In order to prop up milk prices, the European Commission (EC) on July 18 offered €500 million in aid to farmers across the 28-member bloc, according to the AFP news agency, with just under €10 million destined for Latvia.
For comparison Lithuania will receive €13 million, while Estonia is in line for €8 million.
The largest amounts will go to Germany, France and Italy.
"The European Commission today presented new assistance measures worth €500 million of EU funds to help farmers to overcome the existing difficulties in the market, especially for dairy production," said an EU statement.
EC Agriculture Commissioner Phil Hogan said: "Coming at a time of significant budgetary pressures, this package provides a further robust response, and means that the Commission has mobilised more than €1 billion in new money to support hard-pressed farmers.
"Our ultimate goal is to see the much needed recovery of prices paid to farmers, so that they may make a living from their work and continue to provide safe, high quality food for citizens, as well as their contribution to rural areas and rural jobs and the provision of public goods."

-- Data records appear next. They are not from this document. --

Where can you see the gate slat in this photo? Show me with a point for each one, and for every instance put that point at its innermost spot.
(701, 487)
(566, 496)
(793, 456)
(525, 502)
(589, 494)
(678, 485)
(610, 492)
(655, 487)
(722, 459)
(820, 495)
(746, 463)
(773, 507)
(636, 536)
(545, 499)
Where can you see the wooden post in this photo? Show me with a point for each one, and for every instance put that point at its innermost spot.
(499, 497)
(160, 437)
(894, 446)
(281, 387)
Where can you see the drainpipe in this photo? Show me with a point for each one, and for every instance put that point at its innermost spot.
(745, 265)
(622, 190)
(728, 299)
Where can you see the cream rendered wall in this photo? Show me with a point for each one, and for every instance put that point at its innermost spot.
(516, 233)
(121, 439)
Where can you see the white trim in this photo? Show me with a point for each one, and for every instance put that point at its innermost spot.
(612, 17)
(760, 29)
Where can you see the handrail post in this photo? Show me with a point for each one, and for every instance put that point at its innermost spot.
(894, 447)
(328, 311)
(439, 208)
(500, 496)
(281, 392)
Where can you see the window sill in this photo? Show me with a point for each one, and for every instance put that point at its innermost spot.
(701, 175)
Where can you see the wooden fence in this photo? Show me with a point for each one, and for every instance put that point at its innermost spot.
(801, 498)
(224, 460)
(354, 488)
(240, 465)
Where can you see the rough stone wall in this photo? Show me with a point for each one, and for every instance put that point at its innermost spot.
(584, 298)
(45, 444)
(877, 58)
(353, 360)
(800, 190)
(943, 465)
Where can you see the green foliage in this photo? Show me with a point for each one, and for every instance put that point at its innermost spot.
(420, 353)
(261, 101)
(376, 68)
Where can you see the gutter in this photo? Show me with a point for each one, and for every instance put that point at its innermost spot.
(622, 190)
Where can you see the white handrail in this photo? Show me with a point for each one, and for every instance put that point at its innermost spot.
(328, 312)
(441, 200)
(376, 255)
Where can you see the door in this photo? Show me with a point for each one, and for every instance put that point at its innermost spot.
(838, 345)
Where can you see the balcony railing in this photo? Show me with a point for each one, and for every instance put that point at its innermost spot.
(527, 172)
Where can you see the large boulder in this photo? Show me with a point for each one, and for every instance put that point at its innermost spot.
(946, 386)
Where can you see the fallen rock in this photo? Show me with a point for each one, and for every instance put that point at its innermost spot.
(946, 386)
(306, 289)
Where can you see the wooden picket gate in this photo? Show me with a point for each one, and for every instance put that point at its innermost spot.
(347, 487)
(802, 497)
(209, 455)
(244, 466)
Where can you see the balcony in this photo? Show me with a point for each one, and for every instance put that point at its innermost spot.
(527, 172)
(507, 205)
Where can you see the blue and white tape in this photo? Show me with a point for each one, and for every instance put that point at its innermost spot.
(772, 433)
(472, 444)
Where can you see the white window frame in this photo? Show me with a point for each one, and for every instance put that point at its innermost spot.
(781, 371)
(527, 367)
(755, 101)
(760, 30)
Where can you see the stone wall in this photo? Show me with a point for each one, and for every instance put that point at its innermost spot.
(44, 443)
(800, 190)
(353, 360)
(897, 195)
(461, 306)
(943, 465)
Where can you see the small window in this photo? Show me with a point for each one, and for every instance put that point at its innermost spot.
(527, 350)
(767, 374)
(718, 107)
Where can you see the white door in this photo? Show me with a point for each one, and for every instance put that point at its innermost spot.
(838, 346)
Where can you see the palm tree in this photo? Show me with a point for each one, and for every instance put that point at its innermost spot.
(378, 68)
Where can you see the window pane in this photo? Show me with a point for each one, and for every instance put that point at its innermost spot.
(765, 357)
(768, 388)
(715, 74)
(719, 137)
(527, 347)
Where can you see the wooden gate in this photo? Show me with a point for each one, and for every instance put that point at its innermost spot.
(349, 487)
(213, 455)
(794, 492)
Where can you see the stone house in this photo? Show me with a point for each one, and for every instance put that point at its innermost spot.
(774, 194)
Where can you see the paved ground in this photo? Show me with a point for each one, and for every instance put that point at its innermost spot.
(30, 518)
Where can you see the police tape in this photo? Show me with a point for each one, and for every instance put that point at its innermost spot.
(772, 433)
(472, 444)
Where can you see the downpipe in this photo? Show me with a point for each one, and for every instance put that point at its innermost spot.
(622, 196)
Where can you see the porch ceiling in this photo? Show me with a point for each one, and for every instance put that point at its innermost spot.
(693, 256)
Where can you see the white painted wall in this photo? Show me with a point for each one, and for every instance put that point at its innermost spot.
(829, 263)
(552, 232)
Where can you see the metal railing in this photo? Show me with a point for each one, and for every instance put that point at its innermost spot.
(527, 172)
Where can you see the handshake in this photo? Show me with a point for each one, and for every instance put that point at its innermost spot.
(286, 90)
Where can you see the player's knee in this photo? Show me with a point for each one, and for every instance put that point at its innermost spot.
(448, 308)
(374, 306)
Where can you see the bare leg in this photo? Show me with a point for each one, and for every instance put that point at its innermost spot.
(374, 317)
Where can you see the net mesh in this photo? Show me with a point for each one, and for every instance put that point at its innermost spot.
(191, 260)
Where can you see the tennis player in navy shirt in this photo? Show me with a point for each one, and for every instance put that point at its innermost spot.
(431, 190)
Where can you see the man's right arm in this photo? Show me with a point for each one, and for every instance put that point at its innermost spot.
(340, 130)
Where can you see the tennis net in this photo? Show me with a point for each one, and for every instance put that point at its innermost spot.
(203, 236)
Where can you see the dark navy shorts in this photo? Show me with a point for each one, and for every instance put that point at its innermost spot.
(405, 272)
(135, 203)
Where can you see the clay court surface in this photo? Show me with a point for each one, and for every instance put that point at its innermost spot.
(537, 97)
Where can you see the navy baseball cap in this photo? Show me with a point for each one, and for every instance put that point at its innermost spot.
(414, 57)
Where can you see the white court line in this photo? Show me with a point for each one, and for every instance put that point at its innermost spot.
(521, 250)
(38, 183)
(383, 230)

In a telephone conversation with Latvian Television from Brussels Latvian Minister of Agriculture Janis Duklavs said that aid was paid to all EU countries according to the same rules, and this time around governments would have less discretion in what they did with the cash.
"Last time, when we were given 8.6 million [euros] we were told that we could do what we wanted with it, pay it to whoever we wanted, but not this time. This time it will be strictly directed how this should happen," said the minister.
However, despite the announcement, the details of the package remain to be decided and "will be finalised in the coming weeks, in consultation with Member State experts. The budget implications of the proposed measures will be incorporated in an amending letter to the draft budget 2017 in the autumn," the EC said.
Around €150 million of the total will be dedicated to "incentives to reduce production" on a "voluntary" basis.
Monday's announcement comes in addition to a separate package for €500 million that was presented by the Commission last September.